Les tissus épithéliaux qui tapissent la plupart des organes ont une forte capacité à se régénérer. Cette capacité requiert une adaptation à différentes échelles au niveau cellulaire mais aussi au niveau du tissu dans son entier pour notamment réguler sa taille. Cette homéostasie cellulaire est maintenue par un équilibre entre les divisions cellulaires et la mort cellulaire. L’élimination des cellules mortes est donc un processus fondamental qui intervient dans le maintien, la croissance et même l’hyper-croissance des tissus. Il permet non seulement d’exclure les cellules endommagées ou mortes mais aussi d’éviter une surpopulation. La morphogénèse, mais aussi le cancer, sont donc intimement liés à la façon dont les tissus sont capables d’expulser certaines cellules.

 

Dans cette étude, les chercheurs ont pu montrer que ces mécanismes d’extrusion cellulaire au sein des tissus épithéliaux étaient liés à des défauts d’alignement des cellules et au stress mécanique exercé par les voisines. Cette découverte au sein de systèmes vivants résulte d’une analogie avec les cristaux liquides, systèmes physiques bien connus. Les cristaux liquides font référence à des états de la matière à mi-chemin entre liquide et solide. Les molécules composant les cristaux liquides nématiques ont une forme cylindrique allongée. Dans un tel système, l’ordre nait de l’orientation à longue portée des molécules dans une direction privilégiée. Cependant, dans certaines situations, des défauts d’alignement apparaissent et génèrent des inhomogénéités.

 

Les résultats de cette étude montrent que le comportement des cellules épithéliales est très proche de celui des cristaux liquides. Comme ceux-ci, les cellules ont une forme anisotrope et s’organisent parallèlement les unes aux autres - leur axe principal étant orienté dans la même direction. Le mouvement spontané des cellules peut alors introduire des défauts d’organisation dans les monocouches, induisant un alignement local des cellules en forme de comète. Dans les cristaux liquides, de telles réorganisations altèrent les propriétés optiques des matériaux.

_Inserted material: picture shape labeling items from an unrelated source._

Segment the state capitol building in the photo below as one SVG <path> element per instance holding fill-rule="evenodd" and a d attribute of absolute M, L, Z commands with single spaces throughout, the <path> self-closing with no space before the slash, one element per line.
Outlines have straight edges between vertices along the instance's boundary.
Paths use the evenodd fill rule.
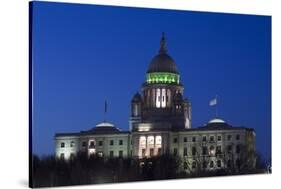
<path fill-rule="evenodd" d="M 129 130 L 109 122 L 77 133 L 56 133 L 56 157 L 66 160 L 79 152 L 105 158 L 149 158 L 170 154 L 181 159 L 181 169 L 208 170 L 255 166 L 255 131 L 214 118 L 192 128 L 191 102 L 183 96 L 179 70 L 168 55 L 163 34 L 158 54 L 151 60 L 141 94 L 131 99 Z"/>

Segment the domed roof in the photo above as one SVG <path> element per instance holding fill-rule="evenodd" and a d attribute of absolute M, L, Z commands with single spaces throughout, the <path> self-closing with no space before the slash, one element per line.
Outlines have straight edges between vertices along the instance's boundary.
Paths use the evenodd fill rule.
<path fill-rule="evenodd" d="M 132 98 L 132 102 L 141 102 L 141 95 L 140 93 L 136 93 L 133 98 Z"/>
<path fill-rule="evenodd" d="M 159 54 L 150 62 L 147 73 L 169 72 L 178 74 L 175 61 L 167 54 L 166 40 L 164 33 L 161 38 Z"/>

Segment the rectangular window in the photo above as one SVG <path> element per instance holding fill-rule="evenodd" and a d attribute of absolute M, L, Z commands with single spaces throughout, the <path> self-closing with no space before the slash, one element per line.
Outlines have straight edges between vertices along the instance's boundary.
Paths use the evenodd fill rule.
<path fill-rule="evenodd" d="M 123 157 L 123 151 L 122 150 L 119 151 L 119 157 Z"/>
<path fill-rule="evenodd" d="M 192 142 L 196 142 L 196 137 L 192 137 Z"/>
<path fill-rule="evenodd" d="M 114 152 L 113 152 L 113 151 L 110 151 L 110 152 L 109 152 L 109 157 L 113 158 L 113 156 L 114 156 Z"/>
<path fill-rule="evenodd" d="M 142 157 L 145 157 L 145 149 L 141 150 Z"/>
<path fill-rule="evenodd" d="M 196 148 L 192 147 L 192 155 L 195 156 L 196 155 Z"/>
<path fill-rule="evenodd" d="M 60 154 L 60 158 L 61 158 L 61 159 L 64 159 L 64 153 L 61 153 L 61 154 Z"/>
<path fill-rule="evenodd" d="M 158 148 L 157 154 L 161 155 L 161 148 Z"/>
<path fill-rule="evenodd" d="M 86 147 L 87 146 L 87 142 L 83 141 L 82 142 L 82 147 Z"/>
<path fill-rule="evenodd" d="M 203 142 L 206 142 L 206 141 L 207 141 L 207 137 L 206 137 L 206 136 L 203 136 L 202 141 L 203 141 Z"/>
<path fill-rule="evenodd" d="M 232 136 L 231 135 L 227 135 L 227 140 L 231 140 Z"/>
<path fill-rule="evenodd" d="M 187 148 L 186 147 L 183 149 L 183 156 L 187 156 Z"/>
<path fill-rule="evenodd" d="M 177 155 L 178 155 L 178 149 L 174 148 L 174 156 L 177 156 Z"/>
<path fill-rule="evenodd" d="M 103 141 L 99 141 L 99 146 L 102 146 L 102 145 L 103 145 Z"/>
<path fill-rule="evenodd" d="M 236 135 L 236 140 L 240 140 L 240 135 Z"/>
<path fill-rule="evenodd" d="M 153 154 L 154 154 L 154 149 L 153 149 L 153 148 L 151 148 L 151 149 L 149 150 L 149 156 L 150 156 L 150 157 L 152 157 L 152 156 L 153 156 Z"/>

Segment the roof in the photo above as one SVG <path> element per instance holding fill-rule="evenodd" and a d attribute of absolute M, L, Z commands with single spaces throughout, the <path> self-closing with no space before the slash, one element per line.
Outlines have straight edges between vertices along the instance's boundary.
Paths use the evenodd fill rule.
<path fill-rule="evenodd" d="M 172 57 L 167 54 L 166 39 L 163 33 L 158 55 L 152 58 L 147 73 L 168 72 L 178 74 L 177 65 Z"/>

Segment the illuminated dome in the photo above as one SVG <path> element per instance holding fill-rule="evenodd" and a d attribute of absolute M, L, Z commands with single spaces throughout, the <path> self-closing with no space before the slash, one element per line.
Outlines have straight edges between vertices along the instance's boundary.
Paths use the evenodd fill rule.
<path fill-rule="evenodd" d="M 180 83 L 177 65 L 172 57 L 167 54 L 166 39 L 163 33 L 160 50 L 150 62 L 146 72 L 147 83 Z"/>
<path fill-rule="evenodd" d="M 225 121 L 219 118 L 214 118 L 211 119 L 208 123 L 225 123 Z"/>

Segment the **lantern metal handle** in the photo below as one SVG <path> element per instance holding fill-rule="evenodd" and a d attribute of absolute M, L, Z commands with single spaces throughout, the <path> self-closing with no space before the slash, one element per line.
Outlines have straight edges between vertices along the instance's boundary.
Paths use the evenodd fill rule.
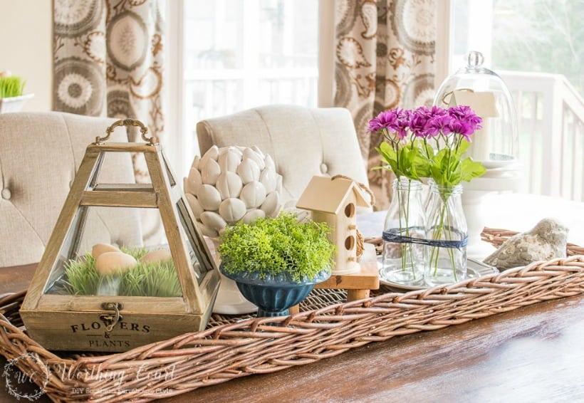
<path fill-rule="evenodd" d="M 115 122 L 112 123 L 111 126 L 105 129 L 105 137 L 95 137 L 95 144 L 102 144 L 103 142 L 108 140 L 110 138 L 110 137 L 111 137 L 114 130 L 115 130 L 115 128 L 118 126 L 125 126 L 126 127 L 135 126 L 137 127 L 140 127 L 140 131 L 142 134 L 142 140 L 143 140 L 144 141 L 145 141 L 151 145 L 154 145 L 157 143 L 157 139 L 155 136 L 152 136 L 150 137 L 146 137 L 146 134 L 148 132 L 148 127 L 147 127 L 144 125 L 144 123 L 135 119 L 122 119 L 120 120 L 116 120 Z"/>

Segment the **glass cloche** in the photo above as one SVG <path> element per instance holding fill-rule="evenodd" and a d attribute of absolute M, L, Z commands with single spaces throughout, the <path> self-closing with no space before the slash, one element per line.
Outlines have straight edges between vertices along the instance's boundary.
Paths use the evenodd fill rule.
<path fill-rule="evenodd" d="M 475 132 L 467 155 L 486 168 L 500 168 L 516 162 L 517 117 L 511 94 L 494 71 L 483 67 L 482 53 L 465 56 L 466 66 L 446 78 L 434 105 L 448 108 L 470 106 L 483 118 L 483 128 Z"/>

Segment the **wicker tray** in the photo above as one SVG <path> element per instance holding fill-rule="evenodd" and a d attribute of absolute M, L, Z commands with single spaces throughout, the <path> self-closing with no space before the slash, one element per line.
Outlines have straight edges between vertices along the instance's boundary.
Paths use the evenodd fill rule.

Dans les cellules épithéliales, c’est une question de vie ou de mort. Les cellules localisées au cœur de ces défauts topologiques meurent et sont éliminées des tissus. En utilisant ces approches, les chercheurs ont également mis en évidence que des forces de compression importantes étaient générées par les cellules au niveau de ces singularités induisant la mort et l’expulsion des cellules.

 

Cette étude pluridisciplinaire devrait non seulement permettre de mieux comprendre les mécanismes de régulation de la croissance des tissus mais aussi les processus d’évasion de cellules cancéreuses des tissus épithéliaux.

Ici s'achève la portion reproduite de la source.